Mesenchymal stromal cells (MSCs) can leave you guessing. For example, MSCs might be sufficiently potent to count as stem cells—or not. In the latter case, they may count as progenitor cells. Another area of uncertainty is of more than semantic import. Although MSCs are known to modulate inflammation, it is unclear why MSCs have performed inconsistently in clinical applications against inflammatory diseases such as allergies, arthritis, cancers, and COVID-19.

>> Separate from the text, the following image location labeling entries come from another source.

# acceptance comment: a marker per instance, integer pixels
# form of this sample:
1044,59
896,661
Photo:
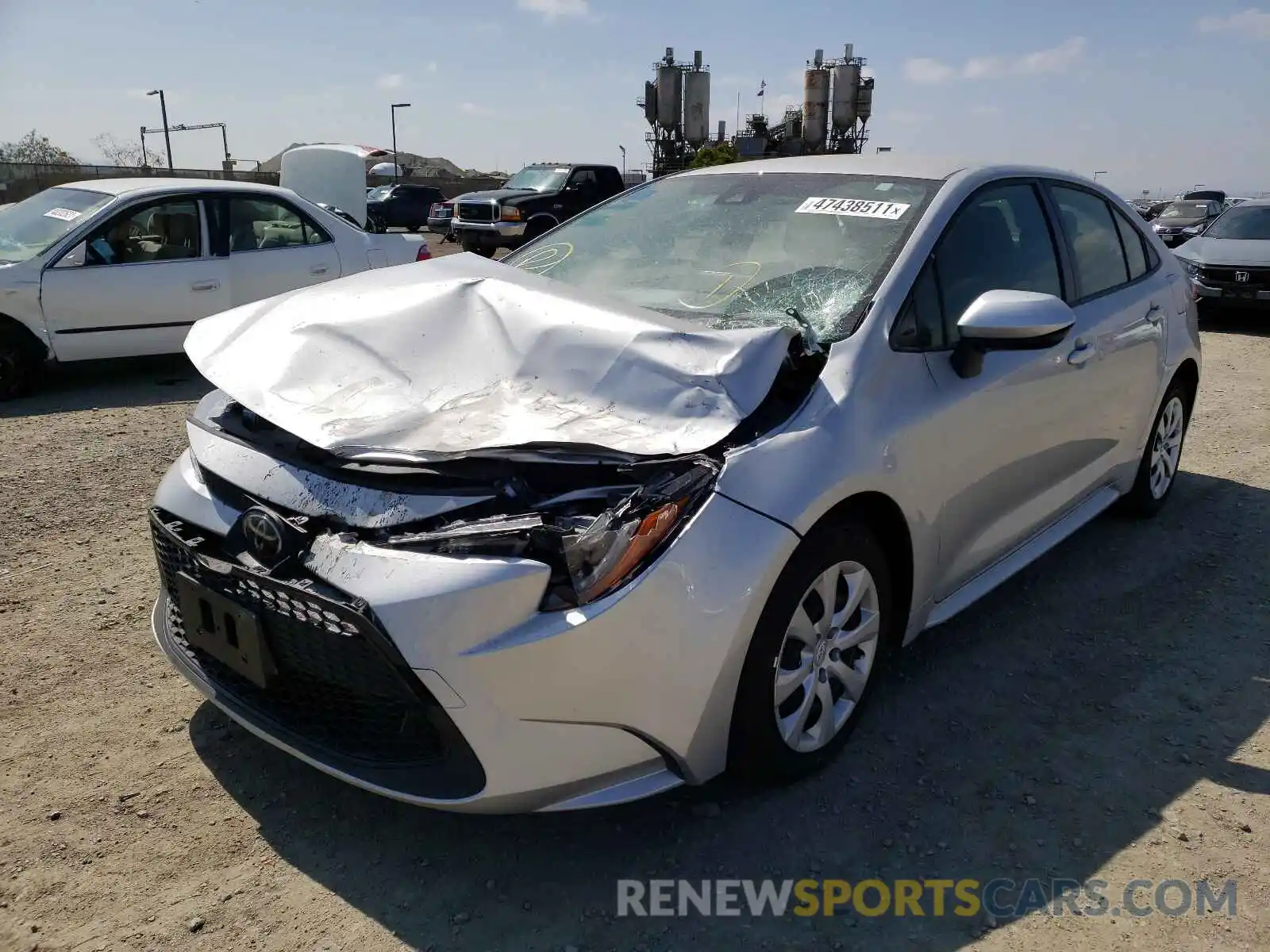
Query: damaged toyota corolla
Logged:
658,494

There is a mystery within the mystery, said scientists at Duke University. The team, led by Anthony Filiano, PhD, assistant professor in neurosurgery, reported that solving the outer mystery, the inconsistent anti-inflammatory performance of MSCs, may depend on solving an inner mystery—the peculiar ability of MSCs to suppress inflammation long after they have been cleared from the body.
“While MSCs are widely used in clinical trials due to their ability to modulate inflammation, their success over the past 25 years has been varied—something that is likely a result of us not being able to totally understand how they work,” said Filiano. “What we do know, is that after MSCs are injected into the body, they travel to the lungs and other tissues and then are rapidly cleared.
“Despite this, MSCs suppress the inflammatory response long-term. If the reasons for why and how this happens can be determined, the information could be very helpful in developing new treatments for a variety of inflammatory diseases.”
To study the lingering anti-inflammatory effect exerted by departed MSCs, Filiano and colleagues injected human cord tissue-derived MSCs (hCT-MSCs) into mice with induced lung inflammation. Twenty-four hours later, the mouse lungs underwent analysis.
The results appeared November 9 in an article published by the journal Stem Cells. According to the article’s first author, Hyunjung Min, PhD, the scientists saw that “pieces of the MSCs had been engulfed by monocytes and macrophages, in effect clearing them from the animals’ systems. We also noted long-term transcription changes in the cells that ate pieces of MSCs suppressed the activation of T cells.”
Next, using a combination of computational and pharmacological approaches, the researchers identified potential receptors on monocytes and macrophages that mediated their interactions with the hCT-MSCs and blocked interaction with a pharmacological inhibitor. They also identified a key cytoplasmic organelle in hCT-MSCs necessary to reprogram the monocytes and macrophages.
“Since a large amount of cellular information can be packaged in cytoplasmic RNA processing bodies (p‐bodies), we generated p‐body-deficient hCT‐MSCs and confirmed that they failed to reprogram monocytes and macrophages in vitro and in vivo,” the article’s authors detailed. “hCT‐MSCs suppressed an inflammatory response caused by a nasal lipopolysaccharide challenge. Although both control and p‐body deficient hCT‐MSCs were engulfed by infiltrating lung monocytes and macrophages, p‐body deficient hCT‐MSCs failed to suppress inflammation and downregulate MHC‐II.”
The scientists emphasized their essential findings in their article’s title: “Mesenchymal stromal cells reprogram monocytes and macrophages with processing bodies.”
MSCs are stem cells that can be isolated from bone marrow, adipose, and other tissue sources. Their ability to differentiate into a variety of cell types, along with their capability to self-renew, repair, and heal, make them attractive candidates for therapeutic use, provided their mechanisms are better understood.
“Our results shed light on how MSCs can modulate the inflammatory response without long-term engraftment using a previously undescribed form of cell communication,” said Filiano, “and explain how MSCs have extended beneficial effects on the body despite being cleared just hours after administration.”
“Overall,” the article’s authors concluded, “we identified a novel mechanism by which hCT‐MSCs indirectly suppressed a T‐cell response by directly interacting and reprogramming monocytes and macrophages via p‐bodies. The results of this study suggest a novel mechanism for how MSCs can reprogram the inflammatory response and have long‐term effects to suppress inflammation.”